Just briefly scanned your posts and I notice a couple of things to work on.
Quote:
i wrote a letter explaining why i was so angry friday afternoon.
You should have written a letter apologizing for being angry. See, your focus is completely on your W. How SHE feels, how SHE acts, etc. Yes you're making progress, but are you? Anger and criticism cut like a knife and leave nasty scars. You can't be nice as pie for weeks on end, then belt a person in the face with a shovel, and expect them to have any desire to know WHY you were angry. That's very disfunctional, and THAT is what you W is leaving. YOUR anger, YOUR critical heart, YOUR judgement, YOUR controlling behaivior are what your W is leaving. She'll not live with it anymore.
She is so miserable because she is forced to leave the security, the passion, and the dream of her family because she simply can not live in the reality that YOU are. She will NEVER get "back together" with you. She may move forward into something new, but will NEVER, get this NEVER go back.
You need to deal with your anger. That little fire that starts inside when something happens that you don't expect, or you didn't plan. Rest assured that you are part of a greater plan. Learn to accept life as it comes, and know beyond any doubt, that God has a plan, He is in charge. You do YOUR part, God will do HIS part, and your W will do HER part.

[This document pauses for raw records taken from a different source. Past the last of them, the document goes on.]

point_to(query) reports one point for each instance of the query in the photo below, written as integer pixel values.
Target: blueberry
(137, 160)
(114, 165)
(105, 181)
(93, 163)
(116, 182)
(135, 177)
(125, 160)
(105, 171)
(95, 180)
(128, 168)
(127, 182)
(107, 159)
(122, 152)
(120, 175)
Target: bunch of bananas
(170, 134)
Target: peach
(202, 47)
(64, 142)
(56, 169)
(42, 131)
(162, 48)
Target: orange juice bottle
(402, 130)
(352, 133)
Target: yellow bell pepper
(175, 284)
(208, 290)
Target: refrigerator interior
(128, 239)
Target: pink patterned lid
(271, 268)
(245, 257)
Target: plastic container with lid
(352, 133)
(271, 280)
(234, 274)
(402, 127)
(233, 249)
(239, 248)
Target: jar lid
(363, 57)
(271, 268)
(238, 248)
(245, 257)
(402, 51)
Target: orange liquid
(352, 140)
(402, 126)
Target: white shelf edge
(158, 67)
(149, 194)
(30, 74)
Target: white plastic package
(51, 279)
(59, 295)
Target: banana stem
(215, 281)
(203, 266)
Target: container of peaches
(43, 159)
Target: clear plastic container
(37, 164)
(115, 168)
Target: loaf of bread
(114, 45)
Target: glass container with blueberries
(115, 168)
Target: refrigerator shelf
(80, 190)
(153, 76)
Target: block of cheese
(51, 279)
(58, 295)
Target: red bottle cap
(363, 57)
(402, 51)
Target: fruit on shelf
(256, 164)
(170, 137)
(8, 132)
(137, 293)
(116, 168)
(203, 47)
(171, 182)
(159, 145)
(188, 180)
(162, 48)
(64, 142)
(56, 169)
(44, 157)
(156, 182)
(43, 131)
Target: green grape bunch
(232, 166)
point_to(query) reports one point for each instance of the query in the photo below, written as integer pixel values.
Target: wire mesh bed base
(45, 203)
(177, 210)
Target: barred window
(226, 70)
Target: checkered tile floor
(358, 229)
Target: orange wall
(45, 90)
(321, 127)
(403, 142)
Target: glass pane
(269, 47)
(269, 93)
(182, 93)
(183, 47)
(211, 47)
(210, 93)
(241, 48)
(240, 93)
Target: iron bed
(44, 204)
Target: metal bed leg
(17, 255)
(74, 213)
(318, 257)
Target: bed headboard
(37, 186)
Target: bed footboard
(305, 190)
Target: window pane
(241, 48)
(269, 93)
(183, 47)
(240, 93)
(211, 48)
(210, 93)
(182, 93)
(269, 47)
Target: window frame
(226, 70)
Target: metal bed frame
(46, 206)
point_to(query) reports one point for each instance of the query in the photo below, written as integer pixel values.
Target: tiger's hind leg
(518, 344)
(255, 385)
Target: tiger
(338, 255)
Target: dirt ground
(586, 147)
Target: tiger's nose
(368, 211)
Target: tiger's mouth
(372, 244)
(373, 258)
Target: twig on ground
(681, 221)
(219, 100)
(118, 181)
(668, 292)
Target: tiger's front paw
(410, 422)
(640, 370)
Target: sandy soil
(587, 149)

Each time you allow the anger to build and then explode you will reinforce in her that she has made the right decision. You and I are very alike in that department. I would carry the frustration, like you did regarding your W leaving after TG, and then when tensions got high, the venom would spew. Each time you show your frustration because she, "let you down", (like when she didn't come home until 12:15 am and didn't call)you tighten the strangle hold on her.
HER dream was destroyed too ya know. She had this dream of being M to a wonderful man who had her best interests, her feelings, her desires as his highest priority. A man who loved her beyond belief, and would never make her feel like she was a failure at anything or anytime.
This is a good time to memorize 1 Corinthians: 13. The true definition of love, and it has not much to do with feelings. We are called to love unconditionally, to accept, to forgive, and to not judge. When YOU can accomplish that task, then you have really accomplished something. But you have a long ways to go. So in the meantime, please turn you focus inward, and allow you W to feel how she feels, act how she acts, and be where she wants to be, and love1C13 her anyway.